= Fort Sturgeon =

Fort Sturgeon (1776–1780) was an early trading post on the North Saskatchewan River, located about 4 miles west of Prince Albert, Saskatchewan. Operated by the North West Company, it was also known by several alternative names including Peter Pond Fort, Fort Pond, Fort la Prairie, Fort des Prairies, Lower Settlement, and Fort Sturgeon River.

It was located on the north bank of the river just east of the mouth of the Sturgeon River (Saskatchewan) in the Aspen parkland country. To the south the grassland made a sort of "bay" into the forest. The woods to the north provided furs and the grassland to the south buffalo for food.

About 1775 a group of "Pedlars" (independent traders from Montreal) were operating downriver, near the old Fort de la Corne. Seeing the disadvantages of competition they formed a pool (in either 1775 or 1776) which by 1779 became the North West Company. Among them were Joseph Frobisher, Peter Pond, Peter Pangman, Nicholas Montour, William Bruce and Bartholomew Blondeau.

In 1776 they moved upriver and built Fort Sturgeon. In the spring of 1778 Peter Pond set off with 5 canoes and 20 men, crossed the Methye Portage for the first time and wintered on the Athabasca River, 30 miles south of Lake Athabasca, trading for furs at Pond House. He returned to his base the next year with excellent furs, thereby opening up the Athabasca Country.

In 1778 Pangman and Blondeau built a fort upstream near Silver Grove, Saskatchewan. In 1779 William Tomison of the HBC came up from Cumberland House and traded while the Pedlars were away.

The post experienced significant conflicts. In 1777, Indigenous people killed three men from Fort Sturgeon, reportedly in retaliation for alleged maltreatment.
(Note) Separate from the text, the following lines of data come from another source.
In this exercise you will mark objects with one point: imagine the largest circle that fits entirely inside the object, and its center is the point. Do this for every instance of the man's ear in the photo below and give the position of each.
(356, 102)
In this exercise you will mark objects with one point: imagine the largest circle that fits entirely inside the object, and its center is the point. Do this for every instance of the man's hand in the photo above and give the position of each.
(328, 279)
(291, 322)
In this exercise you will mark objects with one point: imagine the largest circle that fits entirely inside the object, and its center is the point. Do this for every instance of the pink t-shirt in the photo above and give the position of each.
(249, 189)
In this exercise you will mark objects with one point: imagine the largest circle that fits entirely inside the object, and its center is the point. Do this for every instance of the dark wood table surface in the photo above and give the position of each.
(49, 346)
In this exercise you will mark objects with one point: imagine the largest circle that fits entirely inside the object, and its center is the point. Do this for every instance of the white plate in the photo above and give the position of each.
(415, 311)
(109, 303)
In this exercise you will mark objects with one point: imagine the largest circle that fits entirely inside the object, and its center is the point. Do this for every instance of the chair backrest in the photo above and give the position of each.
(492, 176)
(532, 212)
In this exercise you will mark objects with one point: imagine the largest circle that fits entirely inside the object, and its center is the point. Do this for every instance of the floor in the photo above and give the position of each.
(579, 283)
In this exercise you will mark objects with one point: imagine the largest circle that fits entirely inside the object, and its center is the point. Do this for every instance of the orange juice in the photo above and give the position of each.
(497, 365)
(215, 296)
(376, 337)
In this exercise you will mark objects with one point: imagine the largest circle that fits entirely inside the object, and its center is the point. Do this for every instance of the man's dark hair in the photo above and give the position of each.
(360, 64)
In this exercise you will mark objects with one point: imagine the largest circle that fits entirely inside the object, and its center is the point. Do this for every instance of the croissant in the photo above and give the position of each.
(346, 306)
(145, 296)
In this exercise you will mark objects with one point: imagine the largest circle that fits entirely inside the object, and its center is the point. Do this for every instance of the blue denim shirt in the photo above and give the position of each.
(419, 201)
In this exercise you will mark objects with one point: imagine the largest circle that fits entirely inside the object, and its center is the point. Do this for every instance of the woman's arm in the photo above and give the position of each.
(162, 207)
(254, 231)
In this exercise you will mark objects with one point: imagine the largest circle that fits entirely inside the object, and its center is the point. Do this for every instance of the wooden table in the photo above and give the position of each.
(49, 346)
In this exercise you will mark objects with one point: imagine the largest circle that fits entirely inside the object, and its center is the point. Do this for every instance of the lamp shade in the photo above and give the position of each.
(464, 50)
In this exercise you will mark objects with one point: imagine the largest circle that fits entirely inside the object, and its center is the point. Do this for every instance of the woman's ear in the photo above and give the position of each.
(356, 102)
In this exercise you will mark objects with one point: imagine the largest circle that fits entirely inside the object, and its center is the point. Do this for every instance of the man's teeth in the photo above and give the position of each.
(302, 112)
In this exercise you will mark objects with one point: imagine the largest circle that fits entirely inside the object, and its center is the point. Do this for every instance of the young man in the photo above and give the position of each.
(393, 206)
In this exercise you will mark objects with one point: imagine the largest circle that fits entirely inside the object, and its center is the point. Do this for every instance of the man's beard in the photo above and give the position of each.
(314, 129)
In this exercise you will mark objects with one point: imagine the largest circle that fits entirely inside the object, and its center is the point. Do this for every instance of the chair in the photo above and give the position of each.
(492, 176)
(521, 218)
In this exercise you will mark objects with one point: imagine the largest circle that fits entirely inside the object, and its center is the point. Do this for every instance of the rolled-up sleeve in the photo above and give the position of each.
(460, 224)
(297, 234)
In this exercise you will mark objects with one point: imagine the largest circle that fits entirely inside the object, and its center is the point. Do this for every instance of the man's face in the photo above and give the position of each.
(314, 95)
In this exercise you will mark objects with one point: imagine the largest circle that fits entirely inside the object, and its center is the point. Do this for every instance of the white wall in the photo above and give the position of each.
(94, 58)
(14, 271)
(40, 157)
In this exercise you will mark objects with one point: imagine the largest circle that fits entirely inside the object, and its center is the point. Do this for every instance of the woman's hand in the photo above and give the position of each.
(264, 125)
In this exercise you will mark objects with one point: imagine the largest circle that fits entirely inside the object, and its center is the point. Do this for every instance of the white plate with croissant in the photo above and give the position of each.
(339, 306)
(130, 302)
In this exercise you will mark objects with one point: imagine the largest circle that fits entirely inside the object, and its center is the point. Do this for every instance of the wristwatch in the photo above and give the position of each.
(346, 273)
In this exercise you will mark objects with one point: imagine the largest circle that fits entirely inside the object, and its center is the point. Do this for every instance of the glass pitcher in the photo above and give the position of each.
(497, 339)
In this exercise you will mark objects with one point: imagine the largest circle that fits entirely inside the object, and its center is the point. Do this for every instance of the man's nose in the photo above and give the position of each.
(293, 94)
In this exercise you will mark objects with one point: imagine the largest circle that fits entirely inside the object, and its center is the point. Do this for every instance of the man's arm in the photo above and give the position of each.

In 1780, the fort was burned to the ground during the traders' absence.

The Pedlars returned and built a new post "a little below the old House". Morton guesses this was on the north bank opposite Betts Island 1.5 miles above the Prince Albert bridge. Peter Fidler passed by in 1792 and saw only ruins.

In 1794 David Grant had a post on the Sturgeon River but did poorly because of NWC competition and being unable to control his men.

The XY Company (1798–1804) established a post two miles above the Sturgeon River, with both the Hudson's Bay Company (HBC) and North West Company (NWC) subsequently building competing posts in the same area. Historian Harold Innis mentions a "Hudson's House" built in 1776 above Prince Albert. A cairn marking the site is located at the end of Peter Pond Road off highway 3, four miles east of Prince Albert, though river erosion may have obscured physical evidence.